The films I liked best at the Tribeca Film Festival today were all about terrible, wrenching, pain.
Gilaneh, directed by Rashkan Bani-Etemad (whose name was spelled incorrectly by Variety, by the way) and starring Fatemeh Motamed Arya was brilliant and heart-breaking. I found an interesting article about the major Iranian film festival which places Gilaneh in context. The film centers on Gilaneh, her son and her daughter, and their efforts to survive the Iran-Iraq war of the 1980s. The first section shows the son leaving for the front as mother and pregnant daughter stay behind in the village. Eventually too panicked about the whereabouts of her husband, Gilaneh's daughter Mogyul demands a journey to Teheran, which takes the two women past groups of refugees fleeing Iraq's missile attacks. The second half of the film takes place back in the village, on the first day of the US bombing of Iraq and centers on the terrible condition of Gilaneh's son, who after the war was left paralyzed, with some kind of severely compromised lung capacity, and subject to fits. Increasingly labored herself, Gilaneh attempts to take care of her damaged son. Fatemeh Motamed Arya gave an incredible performance, that I would compare a little bit with that of Imelda Staunton as Vera Drake.The two characters are similar in their steadfastness and stoicism.
The other films I saw today were short ones. OF these, two were really special: "The Life of Kevin Carter," about the photographer who won the pulitzer prize for that truly disturbing photo taken of a child crawling to a UN food mission and being followed by a vulture. Seeing in the film that Carter watched the girl get up, fall and try to walk, only to fall again, and seeing other pictures on the contact sheets, it seems terrible to me that he did not help her. Some people, both in the film audience and in the film say that the photograph was so great, that it would have done more than simply lifting the child up and carrying her to the station by telling the world of the situation, the argument doesn't make sense to me. It's hard not to feel, when looking at the photo, that what you're seeing is not only a picture of starvation, but the moment when a photographer lost his humanity, as this person's suffering became only "the big photo" that would make his career. If you're interested in what other people had to say about this issue, go to the link above and read the list of comments on lavannya's blog, "secrets of my inner world."
The polar opposite of the Carter's detached approach to documentary was the remarkable Bullets in the Hood, a movie shot by Terrence Fisher, which began as an anti-gun documentary, in which he interviews various neighbors in the Bed-Stuy projects and gets them to show him their guns, but became an activist cry for justice when Fisher was present at the shooting and killing of Timothy Stansberry, by the NY housing police.
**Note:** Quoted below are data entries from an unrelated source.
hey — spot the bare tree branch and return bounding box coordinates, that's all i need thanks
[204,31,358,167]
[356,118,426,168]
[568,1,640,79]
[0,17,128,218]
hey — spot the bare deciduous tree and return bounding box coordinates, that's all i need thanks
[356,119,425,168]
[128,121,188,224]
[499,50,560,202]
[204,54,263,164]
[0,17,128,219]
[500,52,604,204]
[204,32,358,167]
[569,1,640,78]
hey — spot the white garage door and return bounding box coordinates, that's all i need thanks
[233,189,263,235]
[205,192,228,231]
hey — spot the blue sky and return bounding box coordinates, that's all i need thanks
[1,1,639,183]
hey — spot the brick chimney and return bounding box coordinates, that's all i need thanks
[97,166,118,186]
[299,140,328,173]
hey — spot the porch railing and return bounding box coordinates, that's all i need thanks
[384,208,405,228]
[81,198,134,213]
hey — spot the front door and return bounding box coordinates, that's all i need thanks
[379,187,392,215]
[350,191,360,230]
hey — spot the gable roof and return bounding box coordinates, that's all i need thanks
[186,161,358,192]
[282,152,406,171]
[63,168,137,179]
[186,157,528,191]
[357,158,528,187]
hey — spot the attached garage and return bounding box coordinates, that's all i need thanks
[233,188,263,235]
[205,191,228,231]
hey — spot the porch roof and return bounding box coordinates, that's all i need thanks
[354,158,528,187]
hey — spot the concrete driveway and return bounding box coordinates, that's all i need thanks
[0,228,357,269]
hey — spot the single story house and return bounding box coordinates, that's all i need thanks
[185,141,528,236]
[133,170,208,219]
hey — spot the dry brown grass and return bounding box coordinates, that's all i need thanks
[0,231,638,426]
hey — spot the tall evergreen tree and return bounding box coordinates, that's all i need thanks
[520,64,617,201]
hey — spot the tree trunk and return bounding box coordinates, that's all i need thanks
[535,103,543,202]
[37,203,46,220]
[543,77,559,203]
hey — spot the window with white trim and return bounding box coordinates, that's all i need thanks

Unlike Carter, who was not a part of the communities that he became famous for photographing, Terrence Fisher and his crew were documenting their own lives and surroundings and for this reason they could not be detached. As this film's maker responded to events by changing the nature of the project, and made the project specifically an activist one, it was a great example of how amateurs, untrained in the "professionalism" of the journalistic world, bring a different attitude to the process of documentation. The line between protesting the death of a friend and making a film about gun violence in the projects was competely gone by the time the directors, crew, and Stansberry's mother got on the stage to talk about the film/issues after the screening was over.